אין לי מושג is this case in not practical. It roughly means something like "I am not in the concept of knowing". Another answer to the same question is:
אין לי שום רעיון or אין לי אף רעיון, meaning "I don't even have one idea."

BTW, איפה איבדת את זה is not good Hebrew. It should be איפה איבדת אותו.


----------



## shalom00

People will say both אין לי מושג and איפה איבדת את זה in this context.


----------



## slus

Native speakers will definitely say אין לי מושג 
but no one says איפה איבדת את זה - this come from the English "it".


----------



## Drink

slus said:


> Native speakers will definitely say אין לי מושג
> but no one says איפה איבדת את זה - this come from the English "it".



I think sometimes there is a tendency to blame English even when it doesn't make sense. In this case, "it" would be translated as אותו, while "את זה" would be a translation of "this" or "that". No one in English would say "Where did you lose that?" in this context.


----------



## sawyeric1

When would you use "אין לי רעיון" instead of "אין לי מושג"?


----------



## Drink

sawyeric1 said:


> When would you use "אין לי רעיון" instead of "אין לי מושג"?

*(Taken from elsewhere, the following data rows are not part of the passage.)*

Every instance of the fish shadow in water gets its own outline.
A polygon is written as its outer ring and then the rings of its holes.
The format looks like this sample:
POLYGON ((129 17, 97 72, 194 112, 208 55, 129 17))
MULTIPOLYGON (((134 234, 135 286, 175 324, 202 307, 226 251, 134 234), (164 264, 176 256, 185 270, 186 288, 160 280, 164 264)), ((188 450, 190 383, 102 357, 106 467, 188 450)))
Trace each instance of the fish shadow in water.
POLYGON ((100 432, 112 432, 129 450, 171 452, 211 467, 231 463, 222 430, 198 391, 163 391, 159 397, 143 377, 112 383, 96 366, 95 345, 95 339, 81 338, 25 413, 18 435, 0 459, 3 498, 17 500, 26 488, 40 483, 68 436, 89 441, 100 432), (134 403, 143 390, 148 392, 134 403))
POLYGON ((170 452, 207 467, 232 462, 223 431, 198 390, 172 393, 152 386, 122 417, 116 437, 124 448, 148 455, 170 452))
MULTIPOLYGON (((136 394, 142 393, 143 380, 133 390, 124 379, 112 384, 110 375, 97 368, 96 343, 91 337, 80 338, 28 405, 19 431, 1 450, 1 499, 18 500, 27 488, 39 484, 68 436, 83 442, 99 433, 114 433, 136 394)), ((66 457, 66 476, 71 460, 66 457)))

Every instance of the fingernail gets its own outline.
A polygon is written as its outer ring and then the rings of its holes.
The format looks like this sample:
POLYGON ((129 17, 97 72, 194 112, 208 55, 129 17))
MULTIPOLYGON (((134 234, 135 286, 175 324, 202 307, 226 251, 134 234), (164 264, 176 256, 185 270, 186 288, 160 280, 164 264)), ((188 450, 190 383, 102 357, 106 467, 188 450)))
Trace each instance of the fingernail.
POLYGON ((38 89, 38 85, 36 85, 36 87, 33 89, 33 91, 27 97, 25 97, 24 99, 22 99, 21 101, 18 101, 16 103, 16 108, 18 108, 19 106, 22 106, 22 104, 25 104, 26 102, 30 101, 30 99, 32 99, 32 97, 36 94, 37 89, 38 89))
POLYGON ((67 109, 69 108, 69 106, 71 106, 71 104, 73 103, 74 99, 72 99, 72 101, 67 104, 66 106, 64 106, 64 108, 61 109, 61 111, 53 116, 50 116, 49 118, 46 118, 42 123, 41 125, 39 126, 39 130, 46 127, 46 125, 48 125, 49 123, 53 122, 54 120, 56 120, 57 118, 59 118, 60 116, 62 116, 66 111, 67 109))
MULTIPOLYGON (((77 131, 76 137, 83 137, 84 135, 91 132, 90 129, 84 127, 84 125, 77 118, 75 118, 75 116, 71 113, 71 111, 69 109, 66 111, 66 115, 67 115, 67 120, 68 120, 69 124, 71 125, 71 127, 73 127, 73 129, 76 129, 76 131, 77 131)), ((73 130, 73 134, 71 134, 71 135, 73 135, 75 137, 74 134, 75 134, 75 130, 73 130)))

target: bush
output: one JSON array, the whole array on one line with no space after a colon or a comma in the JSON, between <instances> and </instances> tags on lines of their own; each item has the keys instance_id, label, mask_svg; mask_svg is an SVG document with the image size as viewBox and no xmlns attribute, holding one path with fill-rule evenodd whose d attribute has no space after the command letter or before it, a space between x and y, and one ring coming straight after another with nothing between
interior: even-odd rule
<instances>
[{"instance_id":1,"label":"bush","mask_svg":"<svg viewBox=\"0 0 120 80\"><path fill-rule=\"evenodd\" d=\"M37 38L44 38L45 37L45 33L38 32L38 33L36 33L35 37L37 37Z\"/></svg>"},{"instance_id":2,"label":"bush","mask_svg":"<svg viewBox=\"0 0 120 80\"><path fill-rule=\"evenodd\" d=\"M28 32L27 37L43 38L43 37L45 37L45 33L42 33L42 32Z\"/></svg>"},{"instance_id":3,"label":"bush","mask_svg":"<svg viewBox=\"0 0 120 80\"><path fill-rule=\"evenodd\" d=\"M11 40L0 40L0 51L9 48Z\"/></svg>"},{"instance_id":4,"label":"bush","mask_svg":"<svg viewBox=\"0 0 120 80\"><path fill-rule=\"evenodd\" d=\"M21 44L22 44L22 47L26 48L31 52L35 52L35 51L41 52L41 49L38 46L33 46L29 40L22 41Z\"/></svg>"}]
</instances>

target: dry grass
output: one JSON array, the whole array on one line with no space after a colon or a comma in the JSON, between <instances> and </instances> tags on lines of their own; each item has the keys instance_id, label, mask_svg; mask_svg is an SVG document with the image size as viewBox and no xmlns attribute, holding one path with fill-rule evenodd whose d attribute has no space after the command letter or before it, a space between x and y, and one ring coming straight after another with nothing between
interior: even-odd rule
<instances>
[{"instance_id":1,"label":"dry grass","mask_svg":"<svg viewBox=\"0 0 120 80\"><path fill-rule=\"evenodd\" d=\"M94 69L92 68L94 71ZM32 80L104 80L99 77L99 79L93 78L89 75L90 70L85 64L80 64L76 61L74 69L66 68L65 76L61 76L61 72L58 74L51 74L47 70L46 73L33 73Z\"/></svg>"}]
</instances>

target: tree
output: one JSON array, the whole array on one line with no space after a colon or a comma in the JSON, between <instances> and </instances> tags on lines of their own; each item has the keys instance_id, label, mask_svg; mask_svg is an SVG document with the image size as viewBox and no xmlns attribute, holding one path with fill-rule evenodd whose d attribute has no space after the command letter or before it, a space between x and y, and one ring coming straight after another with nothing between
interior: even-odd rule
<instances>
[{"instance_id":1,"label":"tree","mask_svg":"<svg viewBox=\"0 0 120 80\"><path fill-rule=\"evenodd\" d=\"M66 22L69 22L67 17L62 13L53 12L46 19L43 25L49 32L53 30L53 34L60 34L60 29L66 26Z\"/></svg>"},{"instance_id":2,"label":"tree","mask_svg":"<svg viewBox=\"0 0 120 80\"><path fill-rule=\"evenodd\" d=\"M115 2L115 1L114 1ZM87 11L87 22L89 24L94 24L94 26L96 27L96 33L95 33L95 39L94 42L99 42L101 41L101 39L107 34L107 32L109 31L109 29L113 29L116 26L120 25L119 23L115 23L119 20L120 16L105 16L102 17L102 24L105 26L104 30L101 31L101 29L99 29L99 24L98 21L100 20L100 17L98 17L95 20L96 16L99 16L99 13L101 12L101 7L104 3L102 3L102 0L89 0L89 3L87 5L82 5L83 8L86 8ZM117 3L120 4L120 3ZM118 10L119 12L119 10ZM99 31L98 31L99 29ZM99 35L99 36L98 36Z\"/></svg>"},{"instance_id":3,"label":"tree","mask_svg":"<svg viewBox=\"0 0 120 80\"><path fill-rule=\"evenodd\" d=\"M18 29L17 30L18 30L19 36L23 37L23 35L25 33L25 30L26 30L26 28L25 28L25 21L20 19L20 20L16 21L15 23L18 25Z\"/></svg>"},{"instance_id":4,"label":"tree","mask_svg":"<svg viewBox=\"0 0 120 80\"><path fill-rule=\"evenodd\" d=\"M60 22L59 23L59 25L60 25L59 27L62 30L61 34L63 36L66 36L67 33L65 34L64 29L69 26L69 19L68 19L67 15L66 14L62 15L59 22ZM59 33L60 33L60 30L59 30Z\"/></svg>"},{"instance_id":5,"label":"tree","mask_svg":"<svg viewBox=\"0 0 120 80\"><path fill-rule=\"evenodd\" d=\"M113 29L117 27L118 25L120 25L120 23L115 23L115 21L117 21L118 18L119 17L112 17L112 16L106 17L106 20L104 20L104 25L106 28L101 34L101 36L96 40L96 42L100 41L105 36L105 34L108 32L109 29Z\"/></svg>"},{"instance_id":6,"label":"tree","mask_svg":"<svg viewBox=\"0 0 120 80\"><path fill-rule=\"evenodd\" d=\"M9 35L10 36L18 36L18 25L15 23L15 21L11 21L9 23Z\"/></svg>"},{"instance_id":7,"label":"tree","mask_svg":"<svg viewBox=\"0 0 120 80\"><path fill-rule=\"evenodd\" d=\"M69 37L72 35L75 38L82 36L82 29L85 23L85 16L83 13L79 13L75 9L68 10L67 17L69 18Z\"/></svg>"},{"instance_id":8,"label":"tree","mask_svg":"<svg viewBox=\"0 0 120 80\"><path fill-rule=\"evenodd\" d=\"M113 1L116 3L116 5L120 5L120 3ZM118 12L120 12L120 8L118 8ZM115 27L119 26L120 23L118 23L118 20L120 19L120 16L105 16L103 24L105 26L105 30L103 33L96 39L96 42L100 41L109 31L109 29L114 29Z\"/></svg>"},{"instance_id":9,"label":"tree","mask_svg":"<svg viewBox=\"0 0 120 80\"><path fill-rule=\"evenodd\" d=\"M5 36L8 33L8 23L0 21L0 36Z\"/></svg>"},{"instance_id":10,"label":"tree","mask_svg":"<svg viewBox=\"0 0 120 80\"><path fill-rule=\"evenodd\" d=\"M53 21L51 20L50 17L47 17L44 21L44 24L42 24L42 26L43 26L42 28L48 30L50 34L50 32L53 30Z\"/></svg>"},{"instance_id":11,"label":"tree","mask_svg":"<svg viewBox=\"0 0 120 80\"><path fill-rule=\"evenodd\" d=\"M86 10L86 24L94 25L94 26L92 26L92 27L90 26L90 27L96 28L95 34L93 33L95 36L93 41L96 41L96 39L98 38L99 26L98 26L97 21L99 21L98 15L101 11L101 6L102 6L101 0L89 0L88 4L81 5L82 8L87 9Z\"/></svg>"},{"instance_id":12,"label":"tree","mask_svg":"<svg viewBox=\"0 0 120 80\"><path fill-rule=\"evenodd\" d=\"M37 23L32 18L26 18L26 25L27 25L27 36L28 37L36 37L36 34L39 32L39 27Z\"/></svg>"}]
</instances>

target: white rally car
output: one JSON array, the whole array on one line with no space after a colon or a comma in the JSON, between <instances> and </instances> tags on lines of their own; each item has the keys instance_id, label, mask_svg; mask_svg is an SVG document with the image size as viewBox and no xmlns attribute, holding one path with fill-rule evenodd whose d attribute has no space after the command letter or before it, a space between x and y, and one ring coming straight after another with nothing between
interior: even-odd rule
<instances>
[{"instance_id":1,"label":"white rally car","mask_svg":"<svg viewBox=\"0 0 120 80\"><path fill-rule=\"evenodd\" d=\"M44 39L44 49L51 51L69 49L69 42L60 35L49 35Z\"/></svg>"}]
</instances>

Probably when in English you would say "I have no ideas (yet)".


----------



## aavichai

people do say
איפה איבדת את זה
and it is common as
איפה איבדת אותו

both fine
why is it a problem

and as for "i have no idea"

in the contex of "looking" for something you say
אין לי מושג

because אין לי רעיון
is more as "advice"

and it is used as an "idea" for doing something
and not an Idea as "knowing" something

as i have no idea where to search for it
it is fine to use both

but i have no idea where it is
it is מושג
it is like "i don't have a clue where it is"

so in that context
i don't have a idea=clue where where it is = מושג


----------



## Ali Smith

Nowadays מושג musag is almost always used to mean “concept”, isn’t it?


----------



## slus

Yes. But as you know idioms don't work the same way in different languages.


----------



## Ali Smith

Of course. And it comes as no surprise to me that the idiom אין לי מושג למה means not “I have no concept why” but “I have no idea why.”


----------



## slus

BTW the idiom is אין לי מושג and not אין לי מושג למה.
אין לי מושג מה זה הדבר הזה
אין לי מושג מתי מתחילים
אין לי מושג איפה השארתי את המפתחות


----------